三鷹の水車「しんぐるま」

三鷹の水車「しんぐるま」

水車経営農家の外観写真

三鷹市には、大沢の里水車経営農家に、通称新車(しんぐるま)と呼ばれる、日本でも有数の水車があります。しんぐるまは野川沿いに位置し、その機構の素晴らしさと文化財的価値の高さから、東京都から「武蔵野(野川流域)の水車経営農家」として有形民俗文化財の指定を受けており、さらに、日本機械学会からは「旧峯岸水車場」として機械遺産の認定を受けています。

しんぐるまは、江戸時代の文化5(1808)年頃に創設され、昭和43(1968)年頃に野川の改修によって水流が変わるまでの160年間、回り続けていました。野川の改修工事によって水車の稼働は停止しましたが、八代目当主の峯岸清さんが水車全体を大切に保存してこられたため、現在も、複雑な機構を持つ水車装置全体が良好な状態で保存されています。

三鷹市では、第3次三鷹市基本計画(平成13<2001>年11月確定)の中で、大沢の里水車経営農家を「エコミュージアムモデル事業」と位置付け、計画的な保存・活用を進めています。

エコミュージアムとは、人々が生活する一定の空間(地域)を博物館として捉え、現地で歴史・文化・自然などに関わる遺産を展示し、地域の発展に寄与しようとする新しい概念の博物館のことです。

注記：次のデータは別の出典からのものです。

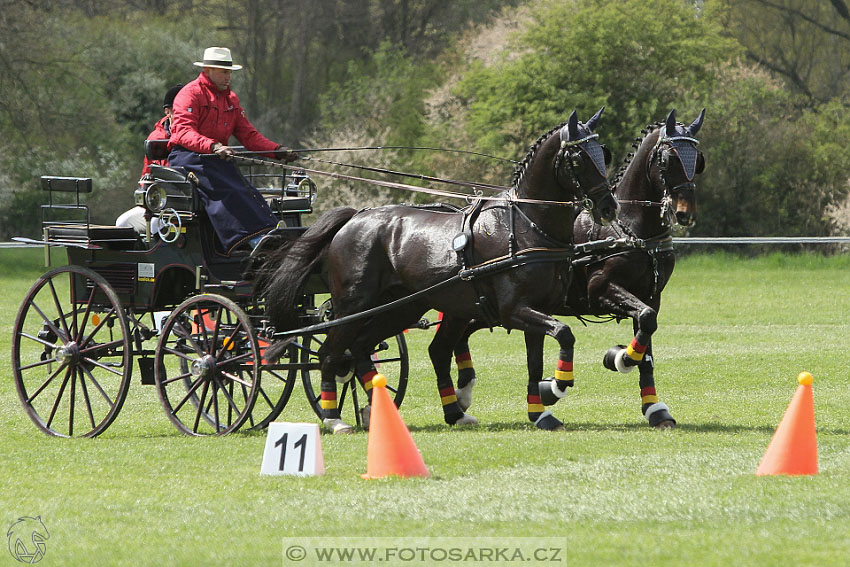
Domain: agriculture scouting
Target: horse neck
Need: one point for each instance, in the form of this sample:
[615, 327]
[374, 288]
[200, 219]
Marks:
[539, 183]
[635, 185]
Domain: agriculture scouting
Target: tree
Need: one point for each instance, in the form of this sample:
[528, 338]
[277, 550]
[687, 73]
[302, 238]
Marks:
[805, 42]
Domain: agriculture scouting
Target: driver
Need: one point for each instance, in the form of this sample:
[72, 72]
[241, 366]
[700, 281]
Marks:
[206, 114]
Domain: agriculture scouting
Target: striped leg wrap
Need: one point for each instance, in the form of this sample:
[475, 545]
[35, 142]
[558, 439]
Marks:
[451, 409]
[635, 350]
[647, 397]
[535, 408]
[329, 407]
[564, 374]
[465, 370]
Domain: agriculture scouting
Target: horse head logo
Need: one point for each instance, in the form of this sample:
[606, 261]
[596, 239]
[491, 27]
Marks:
[27, 539]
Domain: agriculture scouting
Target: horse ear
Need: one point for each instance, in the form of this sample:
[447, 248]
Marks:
[572, 126]
[594, 120]
[697, 124]
[671, 123]
[700, 167]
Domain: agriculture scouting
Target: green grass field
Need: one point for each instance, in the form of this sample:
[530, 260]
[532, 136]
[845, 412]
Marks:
[733, 334]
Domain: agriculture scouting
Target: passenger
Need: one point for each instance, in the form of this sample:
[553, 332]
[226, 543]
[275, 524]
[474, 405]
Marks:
[162, 129]
[206, 114]
[135, 217]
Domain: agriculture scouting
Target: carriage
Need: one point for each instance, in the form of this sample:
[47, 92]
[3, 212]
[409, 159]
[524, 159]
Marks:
[166, 306]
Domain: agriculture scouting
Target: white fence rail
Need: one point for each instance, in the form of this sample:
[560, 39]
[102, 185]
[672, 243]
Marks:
[684, 240]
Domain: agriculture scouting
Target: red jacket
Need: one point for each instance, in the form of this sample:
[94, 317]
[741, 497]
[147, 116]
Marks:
[161, 131]
[203, 115]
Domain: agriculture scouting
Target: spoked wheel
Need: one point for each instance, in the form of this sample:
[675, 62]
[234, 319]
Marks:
[390, 358]
[207, 371]
[275, 388]
[71, 353]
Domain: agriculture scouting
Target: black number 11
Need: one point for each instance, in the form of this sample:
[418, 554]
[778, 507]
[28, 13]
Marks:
[301, 443]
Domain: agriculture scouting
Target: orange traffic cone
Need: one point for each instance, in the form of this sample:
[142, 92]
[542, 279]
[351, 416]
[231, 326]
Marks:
[391, 450]
[793, 450]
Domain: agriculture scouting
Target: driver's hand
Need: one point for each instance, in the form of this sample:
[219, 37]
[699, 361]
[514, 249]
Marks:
[285, 154]
[222, 151]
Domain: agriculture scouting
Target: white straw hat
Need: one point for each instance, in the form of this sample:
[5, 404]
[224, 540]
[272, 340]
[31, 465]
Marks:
[218, 57]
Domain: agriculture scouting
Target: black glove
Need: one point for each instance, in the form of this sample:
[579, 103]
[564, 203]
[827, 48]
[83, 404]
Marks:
[285, 154]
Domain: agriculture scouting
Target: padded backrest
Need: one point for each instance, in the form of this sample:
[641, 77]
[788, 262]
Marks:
[156, 149]
[66, 184]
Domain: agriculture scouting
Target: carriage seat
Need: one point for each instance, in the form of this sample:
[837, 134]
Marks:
[116, 237]
[78, 231]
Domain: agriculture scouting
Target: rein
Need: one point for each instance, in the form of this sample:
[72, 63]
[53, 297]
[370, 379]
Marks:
[413, 175]
[394, 185]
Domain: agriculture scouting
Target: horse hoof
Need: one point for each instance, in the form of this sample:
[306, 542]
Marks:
[466, 420]
[658, 415]
[549, 392]
[337, 426]
[464, 395]
[615, 359]
[366, 416]
[548, 422]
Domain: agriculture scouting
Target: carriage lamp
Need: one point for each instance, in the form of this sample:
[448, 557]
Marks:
[300, 185]
[307, 187]
[155, 198]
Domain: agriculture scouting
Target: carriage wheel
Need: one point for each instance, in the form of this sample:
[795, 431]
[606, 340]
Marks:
[390, 358]
[207, 375]
[71, 353]
[274, 390]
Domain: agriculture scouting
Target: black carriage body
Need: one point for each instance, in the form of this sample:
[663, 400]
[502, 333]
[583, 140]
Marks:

エコミュージアムには、3つの構成要素があります。ひとつは、博物館としての活動である収集保存、調査研究、展示、教育、広報活動です。エコミュージアムでは、地域の記憶のような無形の遺産も重要な収集の対象です。2つ目は、地域内遺産の現地での保存と公開です。そして3つ目は、調査研究や施設などの管理運営を、市民と行政が協働し、市民の主体的な参画により実施することです。